Postmenopausal women receiving chronic corticosteroid therapy are only partially protected from bone loss by hormone replacement therapy (HRT) alone. Additionally, clinicians must be aware of the potential adverse effects of long-term HRT, including an increased risk of breast cancer, stroke, and myocardial infarction.²³˒²⁴ One study demonstrated that treatment with human parathyroid hormone significantly increased bone mass in the lumbar spine and hip in postmenopausal women with corticosteroid-induced osteoporosis who were already receiving HRT. However, the maximal effect of this anabolic agent on hip BMD occurred after six months.²³ Human parathyroid hormone must be administered via daily subcutaneous injections, which may be inconvenient for patients. Teriparatide (Forteo), a synthetic form of parathyroid hormone, is now FDA-approved and available for patients with severe osteoporosis.

Selective estrogen receptor modulators

Raloxifene (Evista) was initially developed as a breast cancer preventive agent. It increases bone mineral density (BMD) in the spine and hip, although less effectively than bisphosphonates or estrogen. The drug acts on estrogen receptors and exhibits estrogen-agonist effects on bone and lipid metabolism. Raloxifene (Evista) alone does not prevent corticosteroid-induced bone loss.²⁵^,²⁶

Calcitonin

Salmon calcitonin (SCT), administered as a nasal spray, can prevent bone mineral density (BMD) loss by inhibiting osteoclastic activity. Luengo et al. reported that in patients with corticosteroid-dependent asthma, intranasal SCT increased spinal BMD during the first year of treatment and maintained bone mass during the second year.²⁷^,²⁸ Adachi and colleagues evaluated intranasal SCT in patients with polymyalgia rheumatica, with or without temporal arteritis, receiving chronic high-dose corticosteroid therapy.²⁹ SCT prevented bone loss in the lumbar spine as measured by dual-energy X-ray absorptiometry.

Both studies used 200 mcg of SCT with daily calcium supplementation (800–1000 mg), but were limited by small sample sizes. There is a lack of large-scale studies providing robust data on the efficacy of SCT in patients receiving chronic glucocorticoid therapy.³⁰ SCT may be considered in pregnant women requiring long-term glucocorticoids, as bisphosphonates are contraindicated in this population.³¹^,³²

Vitamin D

Patients over 60 years of age and those with chronic diseases tend to have low vitamin D levels. Chronic corticosteroid use may increase vitamin D catabolism and reduce serum levels by approximately 5–10%.³³ Vitamin D and its metabolites (25-hydroxyvitamin D and 1,25-dihydroxyvitamin D) have been reported in one study to increase bone mineral density (BMD) in corticosteroid-treated patients; however, other studies have failed to confirm these benefits.³³–³⁵ In general, vitamin D supplementation does not improve bone density in patients without vitamin D deficiency.³⁶ Vitamin D deficiency is common in regions with limited sunlight exposure, particularly in northern climates during winter. Nevertheless, vitamin D supplementation should be included as part of chronic glucocorticoid therapy.

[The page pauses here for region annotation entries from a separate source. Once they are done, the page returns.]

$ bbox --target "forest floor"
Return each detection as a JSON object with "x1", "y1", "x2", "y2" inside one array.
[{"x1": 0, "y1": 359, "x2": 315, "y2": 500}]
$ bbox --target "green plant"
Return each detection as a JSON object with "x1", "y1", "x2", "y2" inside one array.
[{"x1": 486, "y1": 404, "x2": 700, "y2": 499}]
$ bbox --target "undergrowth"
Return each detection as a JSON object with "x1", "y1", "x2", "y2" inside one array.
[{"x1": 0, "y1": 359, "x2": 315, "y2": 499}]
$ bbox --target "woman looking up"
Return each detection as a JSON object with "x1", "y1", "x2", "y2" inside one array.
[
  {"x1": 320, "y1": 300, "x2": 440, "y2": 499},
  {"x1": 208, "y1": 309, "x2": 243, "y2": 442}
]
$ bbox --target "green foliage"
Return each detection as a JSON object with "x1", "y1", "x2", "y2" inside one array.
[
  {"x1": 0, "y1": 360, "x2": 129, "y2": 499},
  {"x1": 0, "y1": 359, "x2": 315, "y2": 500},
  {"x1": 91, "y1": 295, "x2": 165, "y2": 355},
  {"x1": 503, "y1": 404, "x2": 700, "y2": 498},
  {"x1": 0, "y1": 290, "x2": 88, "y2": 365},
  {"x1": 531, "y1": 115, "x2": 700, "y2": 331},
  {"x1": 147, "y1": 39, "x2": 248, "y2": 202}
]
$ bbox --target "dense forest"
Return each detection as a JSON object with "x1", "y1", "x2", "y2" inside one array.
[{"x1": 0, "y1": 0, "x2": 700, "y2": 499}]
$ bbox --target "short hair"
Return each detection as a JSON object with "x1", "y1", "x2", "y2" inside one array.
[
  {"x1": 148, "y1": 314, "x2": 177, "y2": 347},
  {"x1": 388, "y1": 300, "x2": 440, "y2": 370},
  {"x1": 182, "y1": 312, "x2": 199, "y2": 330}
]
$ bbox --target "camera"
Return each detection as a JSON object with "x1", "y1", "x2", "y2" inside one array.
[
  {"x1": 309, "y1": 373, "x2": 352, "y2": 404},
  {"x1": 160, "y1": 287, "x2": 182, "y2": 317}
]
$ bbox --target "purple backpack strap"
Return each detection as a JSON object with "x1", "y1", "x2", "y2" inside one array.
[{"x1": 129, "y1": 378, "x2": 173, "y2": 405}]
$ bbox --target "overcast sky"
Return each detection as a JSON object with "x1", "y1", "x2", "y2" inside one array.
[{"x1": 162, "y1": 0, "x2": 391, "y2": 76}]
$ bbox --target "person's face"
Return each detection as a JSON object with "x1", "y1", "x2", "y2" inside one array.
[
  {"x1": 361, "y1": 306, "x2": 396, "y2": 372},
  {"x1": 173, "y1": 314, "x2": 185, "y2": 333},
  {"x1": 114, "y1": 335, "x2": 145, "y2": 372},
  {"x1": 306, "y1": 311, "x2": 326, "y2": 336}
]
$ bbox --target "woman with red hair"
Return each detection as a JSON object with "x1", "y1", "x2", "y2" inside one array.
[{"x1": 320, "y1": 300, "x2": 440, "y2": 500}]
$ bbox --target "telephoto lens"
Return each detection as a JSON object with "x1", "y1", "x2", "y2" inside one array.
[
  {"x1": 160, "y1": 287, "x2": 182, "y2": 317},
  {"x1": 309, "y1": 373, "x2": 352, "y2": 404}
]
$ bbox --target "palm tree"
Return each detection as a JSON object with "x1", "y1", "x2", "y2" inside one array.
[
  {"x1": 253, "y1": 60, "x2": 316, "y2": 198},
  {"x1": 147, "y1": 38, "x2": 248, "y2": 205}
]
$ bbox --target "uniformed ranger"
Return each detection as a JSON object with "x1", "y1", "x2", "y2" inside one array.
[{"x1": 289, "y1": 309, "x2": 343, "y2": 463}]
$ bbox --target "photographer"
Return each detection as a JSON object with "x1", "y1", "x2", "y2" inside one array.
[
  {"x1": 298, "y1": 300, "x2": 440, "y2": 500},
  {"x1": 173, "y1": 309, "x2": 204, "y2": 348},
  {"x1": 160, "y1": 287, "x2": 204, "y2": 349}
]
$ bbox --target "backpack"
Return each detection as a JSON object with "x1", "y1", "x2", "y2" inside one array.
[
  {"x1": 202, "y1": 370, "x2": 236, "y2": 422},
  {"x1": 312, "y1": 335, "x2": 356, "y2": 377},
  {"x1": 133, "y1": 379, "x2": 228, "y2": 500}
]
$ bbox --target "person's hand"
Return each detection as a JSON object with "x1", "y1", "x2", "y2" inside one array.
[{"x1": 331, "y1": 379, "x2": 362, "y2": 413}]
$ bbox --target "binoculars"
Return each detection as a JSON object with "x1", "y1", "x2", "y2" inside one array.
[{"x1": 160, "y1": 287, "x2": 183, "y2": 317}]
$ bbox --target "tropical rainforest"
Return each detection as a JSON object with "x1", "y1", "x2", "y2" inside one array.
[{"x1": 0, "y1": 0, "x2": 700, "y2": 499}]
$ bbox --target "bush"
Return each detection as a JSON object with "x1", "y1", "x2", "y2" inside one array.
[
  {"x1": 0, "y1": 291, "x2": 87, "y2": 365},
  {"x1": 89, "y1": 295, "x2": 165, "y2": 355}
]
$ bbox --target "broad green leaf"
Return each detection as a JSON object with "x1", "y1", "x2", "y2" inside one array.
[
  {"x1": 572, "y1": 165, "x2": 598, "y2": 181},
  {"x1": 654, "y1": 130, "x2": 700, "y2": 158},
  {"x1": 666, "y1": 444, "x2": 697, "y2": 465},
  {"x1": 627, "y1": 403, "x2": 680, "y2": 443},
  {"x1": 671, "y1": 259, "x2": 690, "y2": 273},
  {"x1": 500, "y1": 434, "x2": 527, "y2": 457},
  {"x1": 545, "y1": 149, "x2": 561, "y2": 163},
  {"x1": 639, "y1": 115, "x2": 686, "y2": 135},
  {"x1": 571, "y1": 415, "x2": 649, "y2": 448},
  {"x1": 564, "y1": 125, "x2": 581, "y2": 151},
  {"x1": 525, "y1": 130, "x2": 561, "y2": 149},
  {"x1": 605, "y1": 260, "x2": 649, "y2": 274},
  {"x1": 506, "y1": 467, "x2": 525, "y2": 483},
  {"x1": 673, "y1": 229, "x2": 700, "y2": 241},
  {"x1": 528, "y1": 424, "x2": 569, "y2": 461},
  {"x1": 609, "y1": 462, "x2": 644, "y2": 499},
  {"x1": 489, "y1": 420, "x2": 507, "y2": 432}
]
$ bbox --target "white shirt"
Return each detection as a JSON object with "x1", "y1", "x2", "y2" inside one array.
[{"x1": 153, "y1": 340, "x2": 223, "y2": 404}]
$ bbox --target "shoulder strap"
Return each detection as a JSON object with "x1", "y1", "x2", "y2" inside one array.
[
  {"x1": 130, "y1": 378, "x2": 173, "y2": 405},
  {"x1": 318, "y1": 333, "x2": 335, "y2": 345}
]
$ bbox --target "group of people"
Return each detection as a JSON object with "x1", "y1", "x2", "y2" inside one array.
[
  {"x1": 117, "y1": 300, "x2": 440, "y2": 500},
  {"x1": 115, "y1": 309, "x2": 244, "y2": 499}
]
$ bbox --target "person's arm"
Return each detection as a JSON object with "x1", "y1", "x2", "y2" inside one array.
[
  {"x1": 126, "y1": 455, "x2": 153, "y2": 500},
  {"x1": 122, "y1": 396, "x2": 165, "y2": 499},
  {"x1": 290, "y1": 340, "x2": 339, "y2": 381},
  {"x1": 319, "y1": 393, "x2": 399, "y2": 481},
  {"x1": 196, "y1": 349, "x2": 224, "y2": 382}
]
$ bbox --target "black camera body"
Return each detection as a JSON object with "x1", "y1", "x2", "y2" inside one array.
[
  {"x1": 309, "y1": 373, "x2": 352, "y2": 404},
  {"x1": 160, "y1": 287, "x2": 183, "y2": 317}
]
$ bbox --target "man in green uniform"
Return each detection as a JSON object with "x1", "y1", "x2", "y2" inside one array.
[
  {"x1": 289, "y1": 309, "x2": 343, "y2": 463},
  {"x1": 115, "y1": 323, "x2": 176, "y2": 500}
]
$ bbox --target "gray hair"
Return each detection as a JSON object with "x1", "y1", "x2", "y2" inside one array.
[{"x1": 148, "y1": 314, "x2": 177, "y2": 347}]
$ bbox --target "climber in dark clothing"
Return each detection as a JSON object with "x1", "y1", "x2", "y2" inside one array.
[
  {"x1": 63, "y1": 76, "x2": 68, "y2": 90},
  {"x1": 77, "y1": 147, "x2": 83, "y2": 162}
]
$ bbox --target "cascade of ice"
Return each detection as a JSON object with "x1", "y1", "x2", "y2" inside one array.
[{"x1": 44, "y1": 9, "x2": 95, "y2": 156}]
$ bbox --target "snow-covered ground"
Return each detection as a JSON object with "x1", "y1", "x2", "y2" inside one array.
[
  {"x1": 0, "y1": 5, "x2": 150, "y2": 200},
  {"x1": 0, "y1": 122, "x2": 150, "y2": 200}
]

Systemic Illness causing bone loss

Cushing’s disease causes severe bone loss, but osteopenia can reverse completely after cure of Cushing’s.³⁷ Hyperparathyroidism is another well-known cause of bone loss. Successful surgical treatment results in improvement of bone density, with an 8 to 12% increase in bone mass observed during the first 2 to 4 years following surgery.³⁸  Gastrointestinal diseases associated with bone loss include celiac sprue, cystic fibrosis, chronic liver disease and inflammatory bowel disease. Osteopenia is explained by
glucocorticoid use in many patients with inflammatory bowel disease. But it appears that inflammatory bowel disease may cause osteoporosis even in the absence of such therapy,³⁹ with a 40% increase in fracture rate reported by some authiors.⁴⁰

 A new dawn for osteoporosis drug development

Similar to other areas of medicine, biologic response modifying agents have transformed and advanced the treatment of osteoporosis.^41,42 Several classes of these medications are discussed below.

• RANKL inhibitor (denosumab)

The cytokine receptor activator of nuclear factor-κB ligand (RANKL), produced by osteocytes, is essential for osteoclast differentiation. Inhibition of RANKL prevents osteoclast formation, thereby reducing bone resorption and increasing bone density.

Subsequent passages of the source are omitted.